Contrôler son esprit

C’est notre esprit qui nous rend heureux, c’est notre esprit qui nous rend malheureux. Il n’y a pas une personne au monde, pas une seule chose au monde qui ait ce pouvoir.

Ayya Khema   Extrait du livre sur Ayya Khema, Sully octobre 2015 Traduit par Jeanne Schut Dhamma de la forêt

Notre vieil ami dukkha apparaît dans l’esprit sous la forme d’une insatisfaction provoquée par toutes sortes d’éléments déclencheurs. Il peut être causé par un inconfort physique mais le plus souvent c’est l’esprit lui-même qui le crée, avec ses aberrations et ses obsessions. C’est pourquoi nous devons vraiment être attentifs à notre esprit et le surveiller.

C’est notre esprit qui nous rend heureux, c’est notre esprit qui nous rend malheureux. Il n’y a pas une personne au monde, pas une seule chose au monde qui ait ce pouvoir. Pourtant les événements extérieurs agissent sur nous comme des déclencheurs ; ils nous prennent toujours par surprise. C’est pourquoi nous devons développer une grande attention à tous les mouvements de notre esprit.

La méditation nous offre une excellente occasion de développer cette attention. Il y a deux axes dans la méditation : le calme (samatha) et la vision intérieure profonde (vipassanā). Si nous parvenons à atteindre un certain niveau de calme, cela indique que notre concentration se renforce. Mais si ce précieux acquis n’est pas mis au service de la vision intérieure, c’est une perte de temps. Souvent, lorsque l’esprit s’apaise, un sentiment de joie apparaît mais nous devons voir que cette joie est fugace et impermanente, que la béatitude elle-même n’est qu’un phénomène qui peut facilement s’estomper. Seule la vision intérieure est irréversible. Toutefois le calme est nécessaire au début. Plus l’esprit s’apaise, mieux il résistera aux perturbations. Au début, il suffit d’un bruit, d’une gêne ou d’une pensée pour rompre cette paix, surtout si l’esprit a été agité dans la journée.

L’impermanence (anicca) doit être clairement perçue en toute chose, que ce soit en méditation ou en dehors. Le fait que tout change constamment doit absolument être vu et utilisé pour voir de plus en plus clairement la réalité telle qu’elle est. L’attention est le cœur de la méditation bouddhiste et la vision intérieure en est l’objectif. Nous passons notre temps de différentes façons, dont une partie à pratiquer la méditation, mais tout notre temps peut être employé pour approfondir la compréhension de notre esprit. C’est là que tout ce qui se passe dans le monde nous apparaît. Rien, en dehors de ce que nous pensons, n’existe pour nous.
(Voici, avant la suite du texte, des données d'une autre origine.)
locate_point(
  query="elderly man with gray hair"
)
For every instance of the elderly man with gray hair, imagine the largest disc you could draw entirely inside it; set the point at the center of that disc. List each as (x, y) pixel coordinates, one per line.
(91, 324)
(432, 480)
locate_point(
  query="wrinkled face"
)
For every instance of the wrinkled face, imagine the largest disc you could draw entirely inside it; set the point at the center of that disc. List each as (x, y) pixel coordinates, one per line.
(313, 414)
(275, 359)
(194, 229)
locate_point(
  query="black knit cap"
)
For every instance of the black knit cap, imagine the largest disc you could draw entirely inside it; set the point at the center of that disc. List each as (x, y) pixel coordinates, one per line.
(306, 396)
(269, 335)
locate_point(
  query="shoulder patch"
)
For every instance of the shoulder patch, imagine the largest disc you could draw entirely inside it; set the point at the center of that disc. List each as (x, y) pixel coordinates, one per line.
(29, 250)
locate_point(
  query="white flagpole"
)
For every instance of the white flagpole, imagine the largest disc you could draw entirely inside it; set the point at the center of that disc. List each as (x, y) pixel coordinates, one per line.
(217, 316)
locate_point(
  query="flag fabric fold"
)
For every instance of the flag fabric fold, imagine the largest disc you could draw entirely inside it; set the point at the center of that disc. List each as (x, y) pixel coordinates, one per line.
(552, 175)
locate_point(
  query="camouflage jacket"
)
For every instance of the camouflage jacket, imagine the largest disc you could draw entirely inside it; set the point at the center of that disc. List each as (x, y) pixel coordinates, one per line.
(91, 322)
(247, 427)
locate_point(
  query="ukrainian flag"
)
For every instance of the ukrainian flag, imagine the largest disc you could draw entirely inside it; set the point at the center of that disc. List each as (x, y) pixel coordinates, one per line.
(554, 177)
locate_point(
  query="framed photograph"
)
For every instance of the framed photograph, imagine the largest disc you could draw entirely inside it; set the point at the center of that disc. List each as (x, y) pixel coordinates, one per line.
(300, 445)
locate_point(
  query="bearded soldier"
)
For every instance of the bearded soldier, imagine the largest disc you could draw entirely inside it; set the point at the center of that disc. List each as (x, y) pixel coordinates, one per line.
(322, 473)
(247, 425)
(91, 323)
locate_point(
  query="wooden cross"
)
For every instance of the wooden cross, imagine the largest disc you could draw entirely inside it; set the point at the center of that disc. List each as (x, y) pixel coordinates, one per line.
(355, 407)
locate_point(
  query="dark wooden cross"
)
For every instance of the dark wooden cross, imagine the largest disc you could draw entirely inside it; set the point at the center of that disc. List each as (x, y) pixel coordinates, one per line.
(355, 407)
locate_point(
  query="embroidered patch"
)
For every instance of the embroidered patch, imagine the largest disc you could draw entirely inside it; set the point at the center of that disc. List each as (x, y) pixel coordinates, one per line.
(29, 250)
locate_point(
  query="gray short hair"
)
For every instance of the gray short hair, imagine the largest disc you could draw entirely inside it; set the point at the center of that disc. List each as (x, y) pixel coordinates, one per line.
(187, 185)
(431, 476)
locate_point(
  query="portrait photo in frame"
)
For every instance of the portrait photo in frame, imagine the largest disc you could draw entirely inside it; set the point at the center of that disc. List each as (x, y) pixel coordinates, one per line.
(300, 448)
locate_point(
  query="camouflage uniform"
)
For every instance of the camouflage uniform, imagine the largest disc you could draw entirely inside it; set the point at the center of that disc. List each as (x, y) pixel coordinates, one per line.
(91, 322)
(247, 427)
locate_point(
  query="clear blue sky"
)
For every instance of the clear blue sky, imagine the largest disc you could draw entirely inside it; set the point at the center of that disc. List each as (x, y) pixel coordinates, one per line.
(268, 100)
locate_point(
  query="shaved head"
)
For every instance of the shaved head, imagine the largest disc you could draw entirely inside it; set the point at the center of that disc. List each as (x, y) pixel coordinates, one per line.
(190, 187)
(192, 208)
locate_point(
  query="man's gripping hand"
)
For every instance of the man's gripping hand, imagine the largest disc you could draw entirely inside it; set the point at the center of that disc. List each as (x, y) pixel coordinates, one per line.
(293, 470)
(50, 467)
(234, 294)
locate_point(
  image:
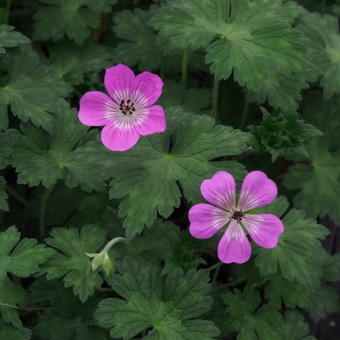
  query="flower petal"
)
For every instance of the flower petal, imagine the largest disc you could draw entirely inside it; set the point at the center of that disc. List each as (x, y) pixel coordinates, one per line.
(257, 190)
(94, 108)
(119, 139)
(146, 89)
(118, 82)
(220, 190)
(206, 220)
(153, 120)
(234, 245)
(264, 229)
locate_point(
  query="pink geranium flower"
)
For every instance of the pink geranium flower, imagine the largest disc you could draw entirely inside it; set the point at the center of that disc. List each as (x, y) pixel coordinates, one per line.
(224, 211)
(128, 112)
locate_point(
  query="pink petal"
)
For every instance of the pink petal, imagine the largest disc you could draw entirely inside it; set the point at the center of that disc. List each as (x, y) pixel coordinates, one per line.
(234, 245)
(118, 81)
(220, 190)
(147, 88)
(257, 190)
(153, 121)
(206, 220)
(94, 108)
(119, 139)
(264, 229)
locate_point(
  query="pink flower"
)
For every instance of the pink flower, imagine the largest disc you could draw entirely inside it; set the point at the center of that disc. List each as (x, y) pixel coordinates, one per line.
(207, 219)
(128, 112)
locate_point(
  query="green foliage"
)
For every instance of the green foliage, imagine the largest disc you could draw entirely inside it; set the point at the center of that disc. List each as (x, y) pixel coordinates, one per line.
(72, 18)
(73, 62)
(70, 261)
(147, 176)
(280, 291)
(141, 45)
(14, 295)
(168, 304)
(45, 158)
(10, 38)
(20, 257)
(251, 320)
(31, 89)
(320, 178)
(284, 136)
(295, 328)
(11, 333)
(3, 195)
(252, 40)
(191, 99)
(222, 62)
(299, 256)
(68, 318)
(322, 32)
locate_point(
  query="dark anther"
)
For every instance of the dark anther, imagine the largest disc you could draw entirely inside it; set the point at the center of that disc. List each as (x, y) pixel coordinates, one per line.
(238, 215)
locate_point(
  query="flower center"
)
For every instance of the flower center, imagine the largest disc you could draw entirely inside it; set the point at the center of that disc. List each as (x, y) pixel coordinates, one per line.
(127, 108)
(237, 215)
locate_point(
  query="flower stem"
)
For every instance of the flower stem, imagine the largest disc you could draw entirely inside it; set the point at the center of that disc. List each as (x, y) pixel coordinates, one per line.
(17, 307)
(185, 66)
(42, 211)
(244, 113)
(16, 195)
(216, 87)
(234, 282)
(7, 11)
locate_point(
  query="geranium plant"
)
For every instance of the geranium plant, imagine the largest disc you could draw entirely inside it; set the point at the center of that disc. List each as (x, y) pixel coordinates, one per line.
(169, 169)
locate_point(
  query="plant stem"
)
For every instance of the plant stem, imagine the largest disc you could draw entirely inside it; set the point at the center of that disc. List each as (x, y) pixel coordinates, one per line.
(216, 87)
(244, 113)
(17, 307)
(234, 282)
(42, 211)
(185, 66)
(16, 195)
(7, 11)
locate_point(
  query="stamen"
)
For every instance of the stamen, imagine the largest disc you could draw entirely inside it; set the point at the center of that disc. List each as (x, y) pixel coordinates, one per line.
(238, 215)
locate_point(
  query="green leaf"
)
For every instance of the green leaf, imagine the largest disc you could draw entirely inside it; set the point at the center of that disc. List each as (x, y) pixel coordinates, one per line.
(169, 305)
(252, 40)
(11, 333)
(32, 88)
(72, 18)
(67, 318)
(70, 261)
(10, 38)
(194, 100)
(8, 140)
(295, 328)
(323, 40)
(73, 62)
(331, 271)
(299, 255)
(155, 243)
(3, 195)
(320, 179)
(325, 301)
(148, 177)
(280, 291)
(284, 135)
(251, 320)
(44, 158)
(14, 295)
(20, 257)
(141, 45)
(316, 108)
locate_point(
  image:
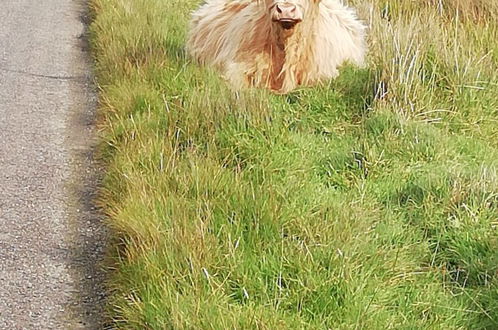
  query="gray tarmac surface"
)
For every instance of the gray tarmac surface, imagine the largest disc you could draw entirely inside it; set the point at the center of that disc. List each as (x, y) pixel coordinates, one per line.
(51, 236)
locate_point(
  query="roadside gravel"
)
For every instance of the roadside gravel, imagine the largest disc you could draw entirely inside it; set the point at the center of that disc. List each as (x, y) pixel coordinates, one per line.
(51, 236)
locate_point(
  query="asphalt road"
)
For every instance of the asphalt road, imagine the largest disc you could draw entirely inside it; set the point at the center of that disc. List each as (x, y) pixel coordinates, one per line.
(51, 237)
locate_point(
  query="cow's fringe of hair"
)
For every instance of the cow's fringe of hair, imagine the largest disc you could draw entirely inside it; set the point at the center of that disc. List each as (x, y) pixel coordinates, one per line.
(239, 38)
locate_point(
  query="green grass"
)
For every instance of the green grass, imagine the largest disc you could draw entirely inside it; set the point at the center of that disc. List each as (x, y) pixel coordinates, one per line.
(368, 203)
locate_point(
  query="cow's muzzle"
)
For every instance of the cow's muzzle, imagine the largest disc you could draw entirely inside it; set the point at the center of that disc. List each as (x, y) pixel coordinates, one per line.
(287, 15)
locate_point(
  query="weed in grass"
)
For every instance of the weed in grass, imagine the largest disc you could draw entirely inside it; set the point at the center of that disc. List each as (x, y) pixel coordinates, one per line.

Quand nous observons notre esprit, nous voyons tout le mal et tout le bien qu’il peut nous faire. Nous comprenons alors combien il est important de prendre soin de lui et de le traiter avec respect. L’une des plus graves erreurs que nous puissions commettre, c’est de prendre notre esprit à la légère. L’esprit a la capacité de créer pour nous le pire comme le meilleur. Quand nous serons capables de rester heureux et de maintenir une égalité d’humeur en toutes circonstances, nous pourrons affirmer que nous maîtrisons un peu notre esprit – pas avant. Jusque-là, nous n’avons aucun contrôle sur lui ; nous sommes esclaves de nos pensées.


Quelque mal que puisse faire un homme
À son ennemi ou à un homme qu’il déteste,
Un esprit mal dirigé
Peut faire pire encore.
Quelque bien que puisse vous faire
Un père ou un autre parent,
Votre propre esprit, s’il est bien dirigé,
Vous en fera plus encore. 
(Dhammapada, 42-43)

Ces paroles du Bouddha montrent clairement que rien n’est plus précieux qu’un esprit maîtrisé et habilement dirigé. Mais la méditation n’est pas le seul moyen pour apprendre à contrôler son esprit, ce n’est qu’un entraînement spécifique. On peut comparer le travail sur l’esprit à l’apprentissage du tennis. On s’exerce avec un instructeur jusqu’à ce que l’on ait acquis équilibre et technique, et que l’on soit capable de disputer un match. Quand nous entraînons l’esprit, l’équivalent de ce match, c’est la vie de tous les jours avec toutes les situations qui se présentent.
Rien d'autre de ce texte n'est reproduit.